La deuxième raison se trouve dans le comportement agressif des forces de l'ordre lors des différentes manifestations récentes. Ce qui m'a le plus marqué, c'est cette chaîne humaine non-violente sur le pont de Sully, en date du 28 juillet dernier. Les militants écologistes enchaînés entre eux ont reçu des jets de gaz lacrymogène, parfois à quelques centimètres de leurs visages. L'usage du gaz lacrymogène est pourtant encadré par les principes de nécessité et de proportionnalité. Les CRS auraient été légitimes à user du gaz lacrymogène en cas de faits de violence exercés à leur encontre. Cette chaîne humaine, à terre, ne représentait pas un fait de violence dirigé vers les CRS.

Deux poids, deux mesures pour le gouvernement : une campagne de communication contre les violences faites aux femmes, dont nous doutons de la bonne foi des instigateurs, et une campagne d'anéantissement des mouvements populaires par la violence policière.

J'ai été beaucoup plus sensibilisée à la nécessité de combattre les violences faites aux femmes par le biais de cette séquence de quatre secondes que par la campagne de communication de notre gouvernement, qui jalonne déjà un duel Macron – Marine Le Pen au deuxième tour des présidentielles de 2022. À quand le gouvernement qui sert les intérêts du peuple, dénué de tout appétit pur du pouvoir ? Car l’appât du pouvoir mène à l'orgueil et à la démesure : le terreau de la violence.

Pour rappel, seule la victime des violences peut porter plainte. Le plus souvent, la victime se sent d'abord coupable car honteuse de ce qu'elle a vécu, et se retranche d'abord dans le silence.

Donc si nous sommes choqués par une vidéo où une femme se fait mettre à terre par son amant, dans l'ère du Grenelle des violences faites aux femmes, rien ne change : la victime doit se débrouiller, trouver le soutien et faire les démarches.
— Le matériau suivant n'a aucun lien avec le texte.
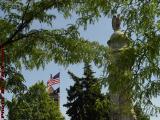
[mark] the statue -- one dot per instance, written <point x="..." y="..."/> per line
<point x="116" y="22"/>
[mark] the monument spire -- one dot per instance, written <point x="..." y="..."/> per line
<point x="116" y="22"/>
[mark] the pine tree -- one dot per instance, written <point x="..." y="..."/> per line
<point x="84" y="96"/>
<point x="34" y="104"/>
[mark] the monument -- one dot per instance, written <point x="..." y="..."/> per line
<point x="120" y="72"/>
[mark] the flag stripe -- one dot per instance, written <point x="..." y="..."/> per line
<point x="54" y="80"/>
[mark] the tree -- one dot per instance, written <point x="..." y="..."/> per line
<point x="84" y="98"/>
<point x="65" y="46"/>
<point x="140" y="114"/>
<point x="35" y="103"/>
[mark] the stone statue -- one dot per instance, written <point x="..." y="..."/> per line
<point x="116" y="22"/>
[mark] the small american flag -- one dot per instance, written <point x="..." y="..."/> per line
<point x="54" y="80"/>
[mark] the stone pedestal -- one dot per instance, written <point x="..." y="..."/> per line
<point x="119" y="45"/>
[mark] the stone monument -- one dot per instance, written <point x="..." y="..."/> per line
<point x="119" y="45"/>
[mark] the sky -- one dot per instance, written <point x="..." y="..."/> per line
<point x="100" y="32"/>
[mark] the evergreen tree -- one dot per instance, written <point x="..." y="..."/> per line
<point x="34" y="104"/>
<point x="84" y="98"/>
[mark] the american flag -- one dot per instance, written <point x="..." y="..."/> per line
<point x="54" y="80"/>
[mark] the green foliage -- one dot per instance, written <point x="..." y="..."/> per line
<point x="35" y="48"/>
<point x="140" y="114"/>
<point x="85" y="100"/>
<point x="35" y="103"/>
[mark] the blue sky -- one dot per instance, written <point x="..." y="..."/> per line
<point x="100" y="32"/>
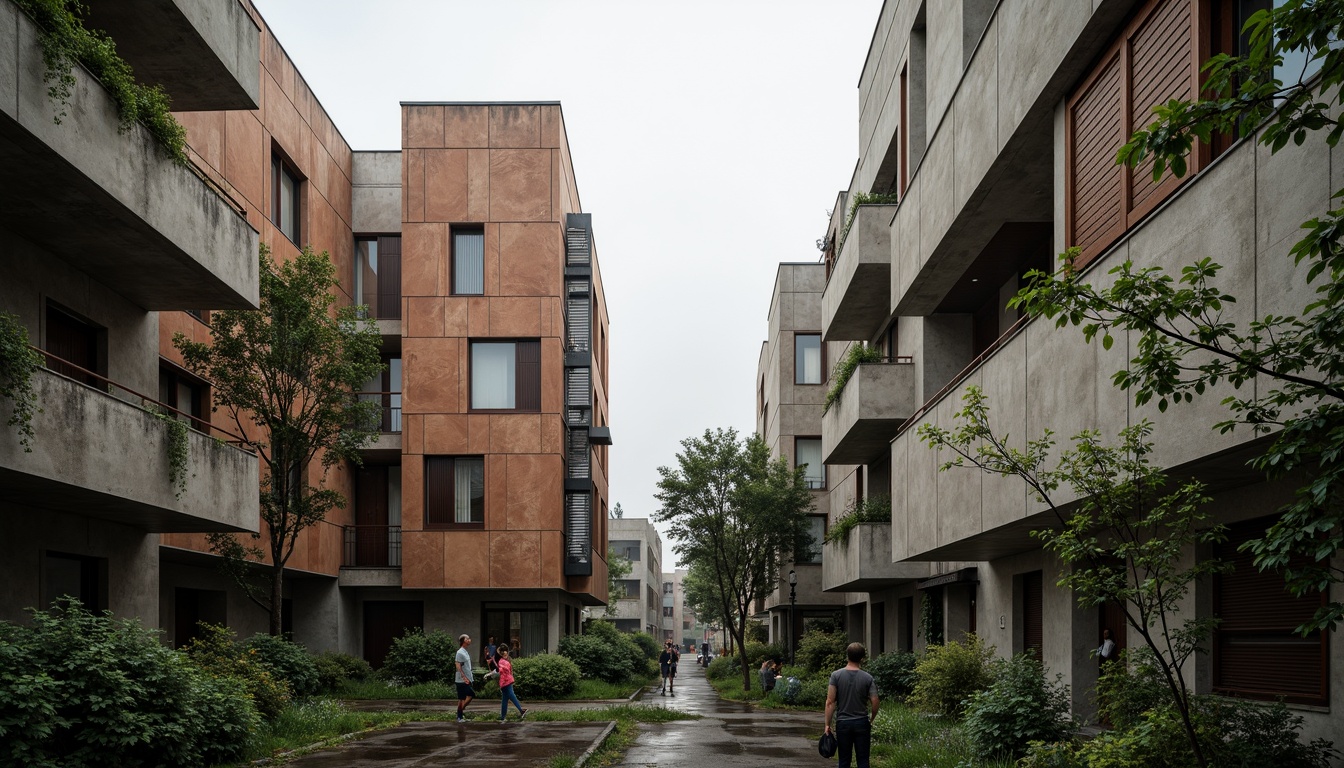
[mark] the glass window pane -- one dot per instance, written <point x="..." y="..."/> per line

Enfin si... quelque chose change. Les langues se délient, peu à peu. Pour l'instant, l'identité de l'homme de la vidéo n'est pas révélée et est même protégée car il serait un grand manager d'une société qui travaille avec les influenceurs. On ne veut pas d'un nouveau #MeToo et d'une nouvelle campagne de communication. On veut juste que ça cesse.